La soledad en el puesto de emigración del suprimido Departamento Administrativo de Seguridad, DAS, ratifican el final de la temporada de vacaciones. El oficial solo pregunta mi destino y pone un sello azul oscuro, esa será la mitad de mi identidad por el resto del viaje.

De nada sirvió la trasnochada tratando de imprimir el certificado de antecedentes judiciales o la preocupación por el mal estado del certificado de vacuna contra la fiebre amarilla: nadie los extrañó.

Paso a pie la línea imaginaria que pone fin al territorio colombiano, ahora camino junto a Hipólito, el viejo ‘Polo’, un barranquillero autentico a pesar de sus 35 años en territorio venezolano y quien sería un nuevo cómplice en este viaje hasta Caracas. A doscientos metros del DAS, alguien del Saime, servicio de migración de la República Bolivariana de Venezuela, que está sentado detrás de un vidrio polarizado me sella el pasaporte sin preguntarme absolutamente nada. Doy el primer paso sobre la Venezuela socialista del siglo XXI y me subo al viejo Caprice. Desde Maicao hasta Maracaibo el viaje es un pasaje por el origen.

Un diálogo visual con el cactus y el trupillo: testimonios de victorias contra las condiciones adversas. El desierto es un compañero omnipresente después que se pasa la frontera, una manta de arena arropa los arbustos y cae por todas partes. Esa tierra rojiza y arcillosa que colorea el paisaje anuncia que está coloreada con sangre de astutos guerreros, de valientes.

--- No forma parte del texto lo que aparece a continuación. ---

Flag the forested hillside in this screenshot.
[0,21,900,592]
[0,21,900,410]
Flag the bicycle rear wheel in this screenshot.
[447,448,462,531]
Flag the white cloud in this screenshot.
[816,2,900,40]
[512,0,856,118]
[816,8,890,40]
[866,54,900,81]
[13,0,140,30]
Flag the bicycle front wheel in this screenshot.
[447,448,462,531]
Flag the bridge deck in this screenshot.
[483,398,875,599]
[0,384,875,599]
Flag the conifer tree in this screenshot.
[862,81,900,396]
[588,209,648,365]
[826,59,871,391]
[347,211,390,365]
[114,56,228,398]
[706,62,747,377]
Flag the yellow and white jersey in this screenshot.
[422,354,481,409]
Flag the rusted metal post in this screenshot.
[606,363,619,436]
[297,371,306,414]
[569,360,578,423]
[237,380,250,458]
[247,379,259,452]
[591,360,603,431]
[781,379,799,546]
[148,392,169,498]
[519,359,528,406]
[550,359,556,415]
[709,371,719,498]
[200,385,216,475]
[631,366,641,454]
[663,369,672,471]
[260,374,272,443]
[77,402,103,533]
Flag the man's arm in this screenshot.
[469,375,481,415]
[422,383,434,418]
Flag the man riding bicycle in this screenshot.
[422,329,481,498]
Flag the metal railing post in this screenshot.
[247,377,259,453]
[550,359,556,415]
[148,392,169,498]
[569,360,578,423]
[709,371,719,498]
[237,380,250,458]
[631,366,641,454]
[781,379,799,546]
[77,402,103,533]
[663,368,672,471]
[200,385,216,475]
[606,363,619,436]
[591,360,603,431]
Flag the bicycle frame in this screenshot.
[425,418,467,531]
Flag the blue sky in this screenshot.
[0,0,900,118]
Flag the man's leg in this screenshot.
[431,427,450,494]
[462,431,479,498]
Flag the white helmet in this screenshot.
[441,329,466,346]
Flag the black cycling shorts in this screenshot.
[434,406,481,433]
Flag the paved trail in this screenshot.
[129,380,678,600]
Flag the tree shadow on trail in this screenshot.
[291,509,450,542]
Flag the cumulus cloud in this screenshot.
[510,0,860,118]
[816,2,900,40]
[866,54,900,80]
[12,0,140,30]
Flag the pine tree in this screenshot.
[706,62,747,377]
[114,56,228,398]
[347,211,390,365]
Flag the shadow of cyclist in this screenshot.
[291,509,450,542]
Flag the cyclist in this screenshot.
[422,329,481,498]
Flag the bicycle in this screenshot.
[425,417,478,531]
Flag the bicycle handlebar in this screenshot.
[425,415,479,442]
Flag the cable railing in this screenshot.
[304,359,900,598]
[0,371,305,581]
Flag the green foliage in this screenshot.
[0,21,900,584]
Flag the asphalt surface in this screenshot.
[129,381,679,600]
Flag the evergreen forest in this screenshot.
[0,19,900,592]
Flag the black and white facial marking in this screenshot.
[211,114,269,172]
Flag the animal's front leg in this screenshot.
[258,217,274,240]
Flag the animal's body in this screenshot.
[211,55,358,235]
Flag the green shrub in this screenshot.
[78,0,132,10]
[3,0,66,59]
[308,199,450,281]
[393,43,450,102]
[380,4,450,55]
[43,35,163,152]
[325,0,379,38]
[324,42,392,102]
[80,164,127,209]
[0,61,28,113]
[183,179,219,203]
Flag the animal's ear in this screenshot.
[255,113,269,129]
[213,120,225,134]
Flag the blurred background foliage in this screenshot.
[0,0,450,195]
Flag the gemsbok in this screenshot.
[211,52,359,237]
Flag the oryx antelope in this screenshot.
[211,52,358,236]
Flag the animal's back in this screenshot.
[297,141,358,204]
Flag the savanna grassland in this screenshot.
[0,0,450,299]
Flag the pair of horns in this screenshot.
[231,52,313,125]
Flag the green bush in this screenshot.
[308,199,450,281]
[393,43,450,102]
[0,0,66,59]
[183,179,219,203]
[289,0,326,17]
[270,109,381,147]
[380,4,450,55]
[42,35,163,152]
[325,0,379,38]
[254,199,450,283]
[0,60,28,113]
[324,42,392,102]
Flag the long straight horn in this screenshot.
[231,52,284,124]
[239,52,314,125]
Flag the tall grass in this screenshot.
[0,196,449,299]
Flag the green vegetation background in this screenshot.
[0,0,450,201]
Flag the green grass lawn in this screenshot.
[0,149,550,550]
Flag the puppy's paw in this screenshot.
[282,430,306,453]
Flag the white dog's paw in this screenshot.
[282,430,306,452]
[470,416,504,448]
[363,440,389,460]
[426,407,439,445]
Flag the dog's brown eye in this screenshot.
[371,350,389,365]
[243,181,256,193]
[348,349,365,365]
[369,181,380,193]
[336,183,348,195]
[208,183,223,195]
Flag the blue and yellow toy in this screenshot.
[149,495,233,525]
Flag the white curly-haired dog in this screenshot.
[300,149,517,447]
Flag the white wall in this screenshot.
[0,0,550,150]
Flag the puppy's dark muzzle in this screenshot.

A lado y lado de la vía hay hombres con rostros de forajidos empotrados detrás de su bigote y sus sombreros de colores. Bien podrían ser los extras de una ruda película mexicana. Su negocio es la calle y ellos son la ley.

Los vehículos, las cosas y las casas están cubiertos con un celofán de polvo. Por supuesto que es una tierra hermosa, llena de secretos profundos y sabiduría, pero sintiéndose extraño e intimidado dan ganas de pasar corriendo, de seguir de largo.

La tarde agoniza a bordo del viejo Caprice. “Soy del bario Boston. Estaba parrandeando en las fiestas del Hombre Caimán en Cienaga”, confiesa Polo. A los pocos minutos de viaje a bordo del auto empiezan a aparecer las primeras imágenes y mensajes socialistas, y con ellos la primera ‘alcabala’ de la Guardia Venezolana. “Solo muestra los dos sellos”, me dice Polo entre dientes. Él, Mamá y los otros ocupantes exhiben su cedula bolivariana. No pasa nada, el oficial ni se inmuta con mi presencia.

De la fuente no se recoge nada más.